Section titled “4. Configuration”

Optional block in astrocyte.yaml (exact keys may evolve with implementation):

# Optional - omit for env-only proxy usage
outbound_transport:
  provider: onecli              # → astrocyte.outbound_transports:onecli
  config:
    gateway_url: http://localhost:10255
    api_key: ${ONECLI_API_KEY}

When outbound_transport is absent, the core relies on standard library / httpx defaults plus process environment (see section 2).

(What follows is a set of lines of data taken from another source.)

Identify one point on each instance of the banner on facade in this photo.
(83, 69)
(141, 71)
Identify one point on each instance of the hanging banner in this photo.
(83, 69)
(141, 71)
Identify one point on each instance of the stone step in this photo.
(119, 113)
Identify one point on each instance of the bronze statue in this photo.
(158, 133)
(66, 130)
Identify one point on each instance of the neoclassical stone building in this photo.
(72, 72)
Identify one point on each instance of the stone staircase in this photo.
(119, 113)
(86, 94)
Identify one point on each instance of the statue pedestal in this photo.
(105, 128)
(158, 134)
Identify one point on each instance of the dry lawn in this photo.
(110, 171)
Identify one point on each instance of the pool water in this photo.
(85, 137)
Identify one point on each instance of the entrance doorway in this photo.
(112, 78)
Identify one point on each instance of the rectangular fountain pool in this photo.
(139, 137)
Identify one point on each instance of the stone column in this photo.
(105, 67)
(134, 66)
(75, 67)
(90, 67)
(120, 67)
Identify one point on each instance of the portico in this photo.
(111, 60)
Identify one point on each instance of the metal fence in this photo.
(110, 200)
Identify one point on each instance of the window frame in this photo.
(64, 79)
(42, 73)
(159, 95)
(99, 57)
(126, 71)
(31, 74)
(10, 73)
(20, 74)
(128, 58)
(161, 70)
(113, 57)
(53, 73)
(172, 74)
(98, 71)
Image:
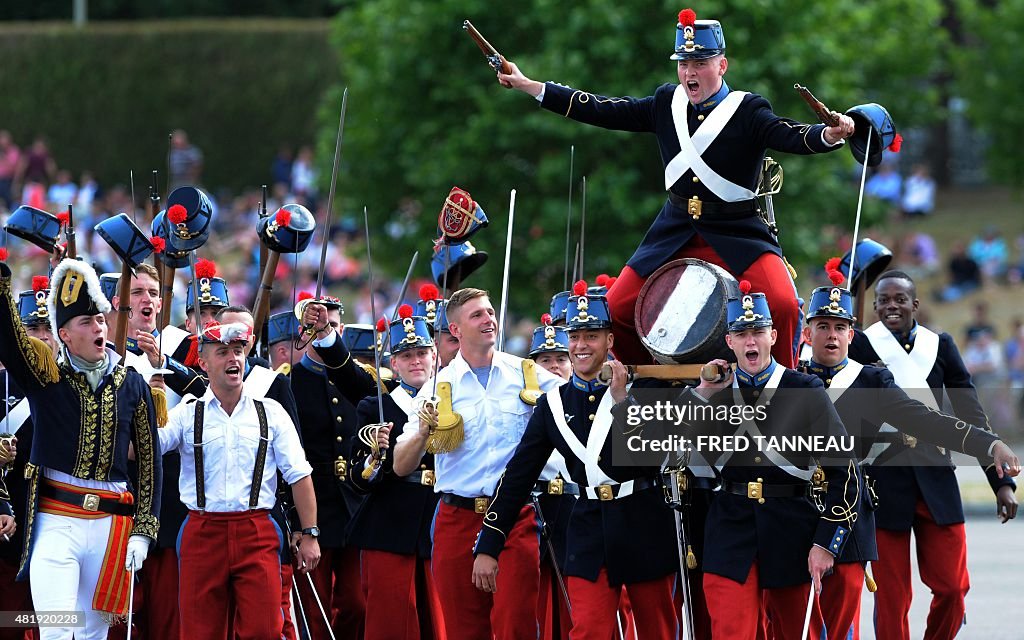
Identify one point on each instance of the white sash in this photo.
(172, 337)
(402, 399)
(18, 414)
(909, 370)
(750, 427)
(690, 150)
(590, 453)
(842, 381)
(258, 382)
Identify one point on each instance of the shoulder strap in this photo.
(198, 454)
(260, 455)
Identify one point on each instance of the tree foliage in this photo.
(987, 65)
(426, 113)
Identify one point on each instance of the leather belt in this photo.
(477, 505)
(720, 210)
(425, 477)
(557, 486)
(606, 493)
(759, 491)
(89, 502)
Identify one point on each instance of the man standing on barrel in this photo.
(713, 142)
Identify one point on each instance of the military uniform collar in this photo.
(587, 385)
(826, 374)
(714, 100)
(757, 380)
(316, 368)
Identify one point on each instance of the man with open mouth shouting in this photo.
(713, 141)
(85, 530)
(232, 445)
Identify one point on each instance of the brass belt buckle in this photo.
(556, 486)
(693, 206)
(755, 491)
(90, 502)
(427, 478)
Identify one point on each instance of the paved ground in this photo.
(995, 561)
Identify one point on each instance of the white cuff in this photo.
(327, 342)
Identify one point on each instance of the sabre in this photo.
(860, 204)
(70, 232)
(505, 274)
(298, 601)
(552, 557)
(404, 284)
(568, 220)
(326, 226)
(327, 622)
(373, 313)
(676, 503)
(131, 597)
(807, 614)
(583, 223)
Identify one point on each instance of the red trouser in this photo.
(225, 557)
(552, 612)
(401, 601)
(841, 600)
(735, 608)
(337, 581)
(511, 612)
(767, 274)
(942, 562)
(14, 596)
(594, 606)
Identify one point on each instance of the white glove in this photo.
(138, 548)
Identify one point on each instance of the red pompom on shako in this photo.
(206, 268)
(429, 292)
(177, 214)
(897, 142)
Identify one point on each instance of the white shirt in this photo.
(229, 444)
(494, 418)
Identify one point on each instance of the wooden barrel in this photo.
(681, 312)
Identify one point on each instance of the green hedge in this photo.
(105, 96)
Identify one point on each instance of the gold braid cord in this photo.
(450, 431)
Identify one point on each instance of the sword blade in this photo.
(330, 198)
(505, 274)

5. Discovery and packaging

Section titled “5. Discovery and packaging”
  • Entry point group: astrocyte.outbound_transports
  • Package naming: astrocyte-transport-{name} (e.g. astrocyte-transport-onecli for a OneCLI-oriented adapter).
  • Registration example:
[project.entry-points."astrocyte.outbound_transports"]
onecli = "astrocyte_transport_onecli:OneCLIOutboundTransport"

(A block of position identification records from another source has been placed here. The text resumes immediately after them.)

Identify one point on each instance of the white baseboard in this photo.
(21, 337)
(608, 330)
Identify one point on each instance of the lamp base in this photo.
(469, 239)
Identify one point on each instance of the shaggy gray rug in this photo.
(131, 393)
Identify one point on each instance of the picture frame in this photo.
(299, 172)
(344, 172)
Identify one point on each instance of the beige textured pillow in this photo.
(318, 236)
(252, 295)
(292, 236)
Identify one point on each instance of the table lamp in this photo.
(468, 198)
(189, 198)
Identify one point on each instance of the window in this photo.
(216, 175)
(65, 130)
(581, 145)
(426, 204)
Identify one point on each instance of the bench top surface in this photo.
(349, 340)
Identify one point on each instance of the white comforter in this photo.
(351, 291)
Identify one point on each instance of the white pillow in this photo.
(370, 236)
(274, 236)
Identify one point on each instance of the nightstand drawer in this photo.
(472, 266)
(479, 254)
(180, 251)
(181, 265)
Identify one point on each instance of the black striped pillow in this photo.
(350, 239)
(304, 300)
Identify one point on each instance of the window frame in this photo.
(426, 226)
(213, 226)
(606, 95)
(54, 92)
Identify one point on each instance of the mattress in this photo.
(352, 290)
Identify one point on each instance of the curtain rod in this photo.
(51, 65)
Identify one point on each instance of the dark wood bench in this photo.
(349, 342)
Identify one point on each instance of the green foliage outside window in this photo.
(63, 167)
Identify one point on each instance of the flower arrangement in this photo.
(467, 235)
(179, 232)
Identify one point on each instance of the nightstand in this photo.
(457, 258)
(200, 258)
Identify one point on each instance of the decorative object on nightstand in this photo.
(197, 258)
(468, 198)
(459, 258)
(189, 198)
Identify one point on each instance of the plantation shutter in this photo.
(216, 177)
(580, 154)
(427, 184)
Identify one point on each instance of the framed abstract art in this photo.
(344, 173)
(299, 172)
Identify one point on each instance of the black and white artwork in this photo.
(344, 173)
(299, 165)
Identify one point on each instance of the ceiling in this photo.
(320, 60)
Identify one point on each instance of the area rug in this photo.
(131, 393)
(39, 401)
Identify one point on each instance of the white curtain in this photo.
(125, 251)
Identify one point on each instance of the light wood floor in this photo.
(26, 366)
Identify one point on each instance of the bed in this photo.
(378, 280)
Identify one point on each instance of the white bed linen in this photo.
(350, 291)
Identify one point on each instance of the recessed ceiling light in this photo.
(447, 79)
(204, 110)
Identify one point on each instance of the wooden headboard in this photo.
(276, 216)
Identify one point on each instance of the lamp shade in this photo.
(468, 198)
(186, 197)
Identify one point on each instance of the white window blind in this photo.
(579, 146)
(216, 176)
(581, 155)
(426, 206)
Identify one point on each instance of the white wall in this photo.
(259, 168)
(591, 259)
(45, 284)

Community transports follow the same pattern as other Astrocyte plugins (see ecosystem-and-packaging.md).

6. Policy layer and observability

Section titled “6. Policy layer and observability”
  • Barriers / PII / content policies are unchanged. Transport affects network path, not what crosses memory barriers.
  • OTel: implementations may set low-cardinality attributes (e.g. astrocyte.outbound_transport.provider = onecli) on relevant spans. Never emit raw tokens, API keys, or decrypted secrets in logs or spans.

7. Summary

Section titled “7. Summary”
LayerRole
HTTP_PROXY / HTTPS_PROXY / trust envBaseline; works without a named plugin
Outbound Transport SPIOptional plugins for gateway-specific or enterprise proxy wiring
LLM Provider SPISemantic LLM access (complete / embed)
Retrieval / Memory Engine SPIsRetrieval adapters and full memory engines

This keeps credential gateways pluggable without conflating them with memory tiers or the LLM gateway role that Astrocyte explicitly does not take (architecture-framework.md).